Goodreads Summary: "Forget everything you ever knew about unicorns...
Real unicorns are venomous, man-eating monsters with huge fangs and razor-sharp horns. Fortunately, they've been extinct for a hundred and fifty years.
Or not.
Astrid had always scoffed at her eccentric mother's stories about killer unicorns. But when one of the monsters attacks her boyfriend—thereby ruining any chance of him taking her to the prom—Astrid finds herself headed to Rome to train as a unicorn hunter at the ancient cloisters the hunters have used for centuries.
However, at the cloisters all is not what it seems. Outside, the unicorns wait to attack. And within, Astrid faces other, unexpected threats: from the crumbling, bone-covered walls that vibrate with a terrible power to the hidden agendas of her fellow hunters to—perhaps most dangerously of all—her growing attraction to a handsome art student ... an attraction that could jeopardize everything."
I've been a horse lover since I was a kid, of course that love of horses transferred over to loving unicorns as well. So to say that I was skeptical of a novel about murderous, violent, killer unicorns is a total understatement. I wanted nothing to do with it. Than I read Zombies Vs Unicorns where Diana Peterfreund has a short story; I hadn't even realized that it was the same author until I found myself really enjoying the story and looked her up so that I could read more of her work. I was in shock. This author had managed to make me, a total equine lover, believe that unicorns could be killing machines. And it made for a great story!
In regards to how I felt about the short story, Rampant did not disappoint. In all honesty it took me awhile to get into Rampant, I was a little put off by the writing style but once I had gotten fifty or so pages under my belt I had really grown to like the writing style. Diana Peterfreund has a way with a storyline. Anyone who can take a mythical creature that people grow up with thinking that it's fluffy, cute and oh-so-innocent and turn it into a ferocious beast obviously is talented. The history that she had created for the unicorns and hunters was interesting enough that I wish a companion book would be published that was just of the mythology.
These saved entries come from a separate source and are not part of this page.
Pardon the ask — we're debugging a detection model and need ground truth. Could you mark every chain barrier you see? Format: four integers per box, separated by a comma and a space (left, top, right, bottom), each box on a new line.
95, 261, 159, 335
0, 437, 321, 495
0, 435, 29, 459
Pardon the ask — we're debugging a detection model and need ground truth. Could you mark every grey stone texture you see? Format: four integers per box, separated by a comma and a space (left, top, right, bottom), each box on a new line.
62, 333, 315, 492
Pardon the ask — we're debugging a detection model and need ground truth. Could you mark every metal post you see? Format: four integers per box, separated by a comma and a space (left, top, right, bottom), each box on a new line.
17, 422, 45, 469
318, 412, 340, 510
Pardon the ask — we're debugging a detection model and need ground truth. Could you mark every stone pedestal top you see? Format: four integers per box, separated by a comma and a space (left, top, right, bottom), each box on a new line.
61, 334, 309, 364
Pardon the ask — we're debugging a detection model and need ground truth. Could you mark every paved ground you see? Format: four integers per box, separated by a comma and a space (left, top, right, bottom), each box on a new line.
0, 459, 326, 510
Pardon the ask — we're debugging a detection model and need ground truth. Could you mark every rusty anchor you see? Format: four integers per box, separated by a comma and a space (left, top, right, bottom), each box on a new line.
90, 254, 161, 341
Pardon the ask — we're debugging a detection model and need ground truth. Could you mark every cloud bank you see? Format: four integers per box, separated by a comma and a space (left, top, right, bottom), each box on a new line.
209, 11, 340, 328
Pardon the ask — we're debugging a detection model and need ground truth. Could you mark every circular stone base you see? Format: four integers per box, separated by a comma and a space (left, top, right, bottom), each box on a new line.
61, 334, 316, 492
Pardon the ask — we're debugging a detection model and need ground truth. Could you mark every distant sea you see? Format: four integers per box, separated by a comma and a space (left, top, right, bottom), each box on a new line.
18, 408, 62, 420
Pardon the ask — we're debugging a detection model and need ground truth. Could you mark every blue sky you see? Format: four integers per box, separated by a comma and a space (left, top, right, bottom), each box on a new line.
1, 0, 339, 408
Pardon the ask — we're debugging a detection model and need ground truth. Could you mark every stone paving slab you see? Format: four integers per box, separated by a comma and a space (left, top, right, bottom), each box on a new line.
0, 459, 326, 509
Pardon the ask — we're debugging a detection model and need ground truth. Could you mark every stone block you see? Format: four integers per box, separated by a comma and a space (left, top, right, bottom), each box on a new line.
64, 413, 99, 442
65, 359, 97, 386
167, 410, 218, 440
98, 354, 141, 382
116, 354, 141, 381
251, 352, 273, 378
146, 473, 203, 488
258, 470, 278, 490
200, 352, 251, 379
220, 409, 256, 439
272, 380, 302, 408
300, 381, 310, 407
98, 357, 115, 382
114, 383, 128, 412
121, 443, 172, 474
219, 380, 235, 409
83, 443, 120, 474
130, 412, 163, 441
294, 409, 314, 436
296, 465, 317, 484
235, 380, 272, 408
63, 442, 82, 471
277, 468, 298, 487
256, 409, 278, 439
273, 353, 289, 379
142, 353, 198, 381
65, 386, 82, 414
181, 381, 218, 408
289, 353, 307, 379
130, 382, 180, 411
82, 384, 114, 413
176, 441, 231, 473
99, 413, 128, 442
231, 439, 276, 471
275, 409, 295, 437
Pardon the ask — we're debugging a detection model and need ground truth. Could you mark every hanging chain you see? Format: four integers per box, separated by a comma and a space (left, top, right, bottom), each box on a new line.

Astrid was a total kick-a** heroine. I'd put her right up there with Katniss, of Suzanne Collins
The Hunger Games, and Katsa, from Kristin Cashore's Graceling. I put her in the same category as these two amazing heroines because like them she wasn't immediately set on her path, she didn't want to fight; in fact, all that Astrid wanted was a normal life. But it didn't take long for her to grow fond of those around her, to make her own little family out of those that she had come to love, and once she had come to care about these people she was a fierce warrior in their honor. She would allow nothing to happen to them. This is why I loved her so much and feel that she deserves the afore-mentioned company.
All in all I was really impressed with this novel and I'm giving Rampant by Diana Peterfreund a four out of five stars review. I already have Ascendant on request at the library and I'm looking forward to seeing how Diana Peterfreund chose to continue Astrid's story, along with that of her fellow hunters and the unicorns that have come out of exile.